In no way will I be able to completely and concisely describe in a full account the extent of the hypocrisies here but rather just a summary of a few.
Case 1. The claim that my faith rests in Christ and Christ alone, as magnanimous as it sounds coming from the lips, the reality is I continuously worry and strive to provide for my family and my own needs. this is an internal never-ending war between what my belief states versus the faith I apparently lack.
Case 2. I love in His Love. I believe that is how I should love, however, often times I see how my motivations and actions typically are self-seeking looking for some kind of affirmation or return.
Case 3. This really goes hand in hand with case 2 however it still deserves a separate critiquing, I place others needs ahead of my own, ashamedly that is blatantly false. I look around the world at the immense needs and the multitudes who live with a minute portion of what I have and recognize how little I know about sacrificial giving.
There is a bumper sticker out there that use to be popular but I see it far less nowadays than I did in the 80s, “Christians aren’t perfect just forgiven” ! I could write a whole post or 2 on just that. How ignorant and self-centered can we get, as if we have cornered the market on forgiveness. I mention it because yes I know forgiveness is available to me and the purpose of this post is not a diatribe on my shortcomings, it’s a reality check that the world we live in falls far short of a righteousness established by biblical precedents.
There is a call upon me to seek the truth so that I can be free from impossible ideas of establishing my own righteousness.
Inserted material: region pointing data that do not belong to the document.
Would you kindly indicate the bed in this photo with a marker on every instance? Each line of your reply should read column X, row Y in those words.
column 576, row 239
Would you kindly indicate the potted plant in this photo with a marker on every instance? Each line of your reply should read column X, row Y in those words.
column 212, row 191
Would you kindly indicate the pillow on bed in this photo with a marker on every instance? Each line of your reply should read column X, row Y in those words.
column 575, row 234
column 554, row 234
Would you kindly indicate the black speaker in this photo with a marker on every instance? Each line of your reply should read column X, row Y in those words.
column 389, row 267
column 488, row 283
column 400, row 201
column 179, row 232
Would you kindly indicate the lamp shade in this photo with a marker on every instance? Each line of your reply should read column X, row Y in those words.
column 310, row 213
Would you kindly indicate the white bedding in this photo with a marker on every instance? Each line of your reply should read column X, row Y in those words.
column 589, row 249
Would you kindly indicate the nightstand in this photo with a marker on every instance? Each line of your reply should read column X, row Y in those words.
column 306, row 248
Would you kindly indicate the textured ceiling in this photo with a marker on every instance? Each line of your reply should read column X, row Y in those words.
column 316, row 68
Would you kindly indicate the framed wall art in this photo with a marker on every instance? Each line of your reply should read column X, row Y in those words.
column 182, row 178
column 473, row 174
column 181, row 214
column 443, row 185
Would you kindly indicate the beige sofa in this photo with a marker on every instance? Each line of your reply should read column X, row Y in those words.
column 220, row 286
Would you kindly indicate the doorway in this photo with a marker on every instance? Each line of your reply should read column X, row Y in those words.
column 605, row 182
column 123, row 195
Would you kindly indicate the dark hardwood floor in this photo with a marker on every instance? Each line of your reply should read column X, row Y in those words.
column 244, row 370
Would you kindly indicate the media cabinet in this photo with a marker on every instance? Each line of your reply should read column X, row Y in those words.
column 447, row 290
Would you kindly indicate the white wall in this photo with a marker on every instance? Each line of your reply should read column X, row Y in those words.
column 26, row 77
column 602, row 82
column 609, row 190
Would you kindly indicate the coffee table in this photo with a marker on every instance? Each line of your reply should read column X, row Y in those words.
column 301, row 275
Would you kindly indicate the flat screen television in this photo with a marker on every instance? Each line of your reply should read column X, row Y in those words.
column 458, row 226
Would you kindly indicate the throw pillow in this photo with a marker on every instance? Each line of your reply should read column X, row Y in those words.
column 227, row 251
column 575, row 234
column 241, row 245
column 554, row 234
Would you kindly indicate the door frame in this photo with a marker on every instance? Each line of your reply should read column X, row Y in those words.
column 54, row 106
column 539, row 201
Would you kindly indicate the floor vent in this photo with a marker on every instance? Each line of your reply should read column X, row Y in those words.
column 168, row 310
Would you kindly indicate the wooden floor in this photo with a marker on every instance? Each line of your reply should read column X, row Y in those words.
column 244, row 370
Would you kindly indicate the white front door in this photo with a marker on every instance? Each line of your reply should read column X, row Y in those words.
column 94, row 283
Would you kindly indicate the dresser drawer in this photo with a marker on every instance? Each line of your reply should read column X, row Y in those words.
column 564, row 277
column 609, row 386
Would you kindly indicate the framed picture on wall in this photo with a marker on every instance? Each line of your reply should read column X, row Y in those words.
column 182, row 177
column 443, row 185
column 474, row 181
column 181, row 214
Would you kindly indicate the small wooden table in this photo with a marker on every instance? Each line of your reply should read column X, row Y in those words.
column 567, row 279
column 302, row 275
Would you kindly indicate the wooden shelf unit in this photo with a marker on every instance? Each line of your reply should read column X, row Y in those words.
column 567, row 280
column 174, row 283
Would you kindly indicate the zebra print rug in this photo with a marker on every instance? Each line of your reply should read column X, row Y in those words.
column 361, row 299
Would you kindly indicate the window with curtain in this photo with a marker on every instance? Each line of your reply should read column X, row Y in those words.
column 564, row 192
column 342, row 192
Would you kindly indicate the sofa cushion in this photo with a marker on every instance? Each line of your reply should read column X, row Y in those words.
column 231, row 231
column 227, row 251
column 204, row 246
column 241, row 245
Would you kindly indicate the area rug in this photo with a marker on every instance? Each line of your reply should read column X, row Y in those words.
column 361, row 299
The Ten Commandments were not given to say if you follow these you are holy, they were given to prove that apart from Christ it would be impossible for us to be acceptable to a Holy and Righteous God.
I cling to the cross and tremble! The christian culture prevalent today spends so much time on Love and Grace and Mercy that we receive an incomplete gospel. The thought of one day standing before the Creator and stuttering through some explanation about how I lived my life terrifies me, standing before him without Jesus terrifies me much more!